Zu Hause brauen sich nach dem letzten Auftritt an der Fußball-WM die ersten Schimpftiraden zusammen. In den virtuellen Schwarzen Brettern im Internet machen frustrierte Fans ihrer Enttäuschung darüber Luft, dass es die chinesische Mannschaft nicht fertigbrachte, ihren bescheidenen Wunsch zu erfüllen. „Es ist eine absolute Schande, dass die chinesische Mannschaft ohne einzigen Torerfolg nach Hause zurückkehrt“, beschwert sich jemand auf sina.com, einem der größten Internetportale des Landes.

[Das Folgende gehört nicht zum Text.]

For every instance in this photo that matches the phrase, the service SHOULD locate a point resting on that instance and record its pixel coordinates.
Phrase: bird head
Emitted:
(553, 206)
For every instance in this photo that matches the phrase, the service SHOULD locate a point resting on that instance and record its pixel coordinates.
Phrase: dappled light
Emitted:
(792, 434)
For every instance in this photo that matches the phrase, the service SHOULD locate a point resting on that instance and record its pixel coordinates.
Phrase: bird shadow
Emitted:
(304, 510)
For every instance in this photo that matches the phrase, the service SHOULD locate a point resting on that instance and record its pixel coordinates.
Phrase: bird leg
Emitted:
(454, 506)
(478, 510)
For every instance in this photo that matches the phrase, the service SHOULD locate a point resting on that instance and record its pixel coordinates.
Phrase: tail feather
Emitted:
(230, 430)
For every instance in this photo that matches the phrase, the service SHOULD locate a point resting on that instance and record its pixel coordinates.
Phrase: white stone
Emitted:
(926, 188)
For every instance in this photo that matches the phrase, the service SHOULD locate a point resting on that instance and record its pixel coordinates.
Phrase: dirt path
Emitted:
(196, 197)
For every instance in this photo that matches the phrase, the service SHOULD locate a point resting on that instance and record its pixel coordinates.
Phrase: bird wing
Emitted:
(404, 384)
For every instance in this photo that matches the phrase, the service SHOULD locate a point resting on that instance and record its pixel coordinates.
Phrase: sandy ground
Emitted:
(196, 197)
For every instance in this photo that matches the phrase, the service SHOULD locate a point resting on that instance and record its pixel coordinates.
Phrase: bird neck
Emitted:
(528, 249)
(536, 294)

Die China Daily zeigt sich erleichtert darüber, dass sich der gekränkte Nationalstolz nur im virtuellen Raum bemerkbar macht. Anderswo würden Fußballfans nach dem Ausscheiden ihres Nationalteams Autos umwerfen und gar Passanten niederschlagen, und immerhin hätten noch im März dieses Jahres in Xi’an Anhänger der Heimmannschaft aus Wut über ihre Niederlage im Stadion Feuer gelegt und ein Polizeiauto angezündet. Doch das Ausscheiden Chinas aus der WM ruft hierzulande zumeist stille Resignation hervor. Einige erhoffen sich vom Resultat eine heilsame Wirkung für die Zukunft. Jetzt wisse die chinesische Fußballwelt wieder, wo sie im internationalen Vergleich wirklich stehe. Bis zum ersten Punkt an einer WM ist es noch ein langer Weg. Aber wenigstens ein Tor sollte doch das nächste Mal drinliegen.